Stirling – Data Commons Scotland

Stirling’s bin collection quantities per DataZone

Ash on April 14, 2022

This article is based on this programming notebook which provides more interactive detail.

👋 Introduction

Stirling council has published Open Data about its bin collections. Its data for 2021 includes town/area names. Our aim is to approximately map this data onto DataZones to extract insights.

DataZones are well defined geographic areas that are associated with (statistical) data, such as population data. This makes them useful when comparing between geographically anchored, per-person quantities – like Stirling’s bin collection quantities.

We have used the term approximately because mapping the bin collections data to DataZonesis not simple and unamibiguous. For example, the data may say that a certain weight of binned material was collected in “Aberfoyle, Drymen, Balmaha, Croftamie, Balfron & Fintry narrow access areas“, and this needs to be aportioned across several DataZones. In cases like this, we will aportion the weight across the DataZones, based on relative populations of those DataZones.
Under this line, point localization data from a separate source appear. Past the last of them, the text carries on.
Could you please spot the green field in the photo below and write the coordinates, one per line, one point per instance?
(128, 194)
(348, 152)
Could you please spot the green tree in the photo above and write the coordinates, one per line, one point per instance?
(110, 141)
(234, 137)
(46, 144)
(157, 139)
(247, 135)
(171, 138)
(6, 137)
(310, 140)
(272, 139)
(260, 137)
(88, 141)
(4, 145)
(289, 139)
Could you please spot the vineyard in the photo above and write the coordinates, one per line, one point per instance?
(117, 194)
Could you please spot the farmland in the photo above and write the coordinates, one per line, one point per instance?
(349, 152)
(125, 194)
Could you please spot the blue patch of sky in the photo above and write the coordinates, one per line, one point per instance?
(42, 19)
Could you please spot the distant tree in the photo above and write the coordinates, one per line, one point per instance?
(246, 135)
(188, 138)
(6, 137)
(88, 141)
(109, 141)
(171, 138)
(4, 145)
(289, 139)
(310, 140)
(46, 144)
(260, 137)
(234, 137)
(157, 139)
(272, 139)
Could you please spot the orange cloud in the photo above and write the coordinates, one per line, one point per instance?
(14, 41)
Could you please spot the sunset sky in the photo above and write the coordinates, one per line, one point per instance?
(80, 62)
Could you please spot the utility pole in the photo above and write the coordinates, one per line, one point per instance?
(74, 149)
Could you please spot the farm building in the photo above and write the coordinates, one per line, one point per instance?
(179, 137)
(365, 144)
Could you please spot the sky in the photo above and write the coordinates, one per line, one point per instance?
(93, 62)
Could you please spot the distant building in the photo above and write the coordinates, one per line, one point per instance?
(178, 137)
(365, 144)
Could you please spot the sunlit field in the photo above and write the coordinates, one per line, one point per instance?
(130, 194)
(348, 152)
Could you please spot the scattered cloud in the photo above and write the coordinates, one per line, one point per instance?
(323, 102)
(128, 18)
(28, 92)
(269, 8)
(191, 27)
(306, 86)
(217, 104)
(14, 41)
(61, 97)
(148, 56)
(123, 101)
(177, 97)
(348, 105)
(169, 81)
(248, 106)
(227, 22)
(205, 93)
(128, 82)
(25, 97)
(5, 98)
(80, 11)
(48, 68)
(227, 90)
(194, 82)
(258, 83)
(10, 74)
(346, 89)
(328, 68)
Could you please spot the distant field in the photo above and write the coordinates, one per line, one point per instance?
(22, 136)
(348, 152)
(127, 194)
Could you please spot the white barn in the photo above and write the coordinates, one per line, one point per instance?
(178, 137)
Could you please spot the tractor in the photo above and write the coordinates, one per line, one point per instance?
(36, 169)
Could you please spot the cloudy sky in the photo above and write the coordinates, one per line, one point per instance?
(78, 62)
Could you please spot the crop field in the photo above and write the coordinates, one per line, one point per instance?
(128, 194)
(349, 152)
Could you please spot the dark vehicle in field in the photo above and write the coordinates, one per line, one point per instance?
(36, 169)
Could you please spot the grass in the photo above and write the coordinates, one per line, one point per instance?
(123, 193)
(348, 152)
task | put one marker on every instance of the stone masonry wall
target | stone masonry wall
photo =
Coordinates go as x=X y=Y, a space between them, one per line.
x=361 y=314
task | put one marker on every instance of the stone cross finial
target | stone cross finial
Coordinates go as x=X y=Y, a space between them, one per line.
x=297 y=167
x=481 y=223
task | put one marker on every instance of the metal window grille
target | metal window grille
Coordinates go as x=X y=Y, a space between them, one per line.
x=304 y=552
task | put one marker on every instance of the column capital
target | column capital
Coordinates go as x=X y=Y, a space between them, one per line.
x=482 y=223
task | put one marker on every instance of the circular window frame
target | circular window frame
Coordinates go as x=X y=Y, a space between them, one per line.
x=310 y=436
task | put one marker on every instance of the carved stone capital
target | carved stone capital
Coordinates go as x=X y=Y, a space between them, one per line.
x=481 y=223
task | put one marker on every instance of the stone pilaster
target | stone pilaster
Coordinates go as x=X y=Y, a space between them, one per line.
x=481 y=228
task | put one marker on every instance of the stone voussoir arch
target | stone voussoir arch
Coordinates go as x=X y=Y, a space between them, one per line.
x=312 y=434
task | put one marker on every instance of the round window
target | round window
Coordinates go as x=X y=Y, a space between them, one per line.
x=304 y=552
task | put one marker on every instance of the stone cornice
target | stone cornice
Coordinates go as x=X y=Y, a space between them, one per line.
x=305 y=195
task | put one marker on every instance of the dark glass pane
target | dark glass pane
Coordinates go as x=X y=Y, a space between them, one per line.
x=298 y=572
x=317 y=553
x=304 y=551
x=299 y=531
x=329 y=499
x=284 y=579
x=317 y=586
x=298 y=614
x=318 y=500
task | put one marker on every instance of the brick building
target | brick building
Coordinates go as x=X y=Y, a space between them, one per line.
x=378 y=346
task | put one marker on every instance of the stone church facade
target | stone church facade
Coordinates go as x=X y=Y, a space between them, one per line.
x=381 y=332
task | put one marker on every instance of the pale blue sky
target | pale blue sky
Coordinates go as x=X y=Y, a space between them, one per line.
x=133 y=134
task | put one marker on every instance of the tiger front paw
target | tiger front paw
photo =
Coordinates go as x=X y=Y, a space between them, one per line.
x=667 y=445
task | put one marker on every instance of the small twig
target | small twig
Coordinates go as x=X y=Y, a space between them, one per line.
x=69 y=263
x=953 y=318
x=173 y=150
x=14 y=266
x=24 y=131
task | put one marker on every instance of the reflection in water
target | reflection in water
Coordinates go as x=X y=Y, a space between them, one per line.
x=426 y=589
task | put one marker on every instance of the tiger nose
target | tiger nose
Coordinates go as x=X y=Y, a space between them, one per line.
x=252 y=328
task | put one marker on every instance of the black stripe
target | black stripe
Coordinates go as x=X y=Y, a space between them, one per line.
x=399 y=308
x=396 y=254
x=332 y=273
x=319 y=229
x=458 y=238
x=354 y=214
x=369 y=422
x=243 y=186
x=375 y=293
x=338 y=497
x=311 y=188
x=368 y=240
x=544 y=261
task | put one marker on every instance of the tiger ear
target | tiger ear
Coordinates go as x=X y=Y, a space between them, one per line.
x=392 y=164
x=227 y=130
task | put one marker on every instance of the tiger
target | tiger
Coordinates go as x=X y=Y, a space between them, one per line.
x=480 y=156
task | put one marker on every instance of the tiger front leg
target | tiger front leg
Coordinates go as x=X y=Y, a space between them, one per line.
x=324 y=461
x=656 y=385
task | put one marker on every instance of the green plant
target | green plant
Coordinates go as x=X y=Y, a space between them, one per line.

Will the resulting approximation be accurate enough to be useful?

📍 DataZones

Read the DataZones data from the Scottish government’s SPARQL endpoint

Each DataZone will have a name, a geographic boundary and a population.

Plot the DataZones on a map

🚮 Bin collections

Read the bin collections data from Stirling council’s Open Data website

🗂️ Map bin collection routes to DataZones

Apply a pipeline of data transformers/mappings to calculate the quantities per DataZone

📉 Plot the bin collection quantities per DataZone

Plot the monthly per-person quantities

Plot the monthly recycling percentages

🤔 Conclusions

The charts suggest that there are substantial differences between some DataZones, for example:

the per-person quantities chart indicates that there is roughly a ×3 difference between the best (Broomridge) and worst (Kippen and Fintry) DataZones,
and the recycling percentages chart indicates that there is roughly a ×2 difference between the best (City Centre) and worst (Bridge of Allan and University) DataZones.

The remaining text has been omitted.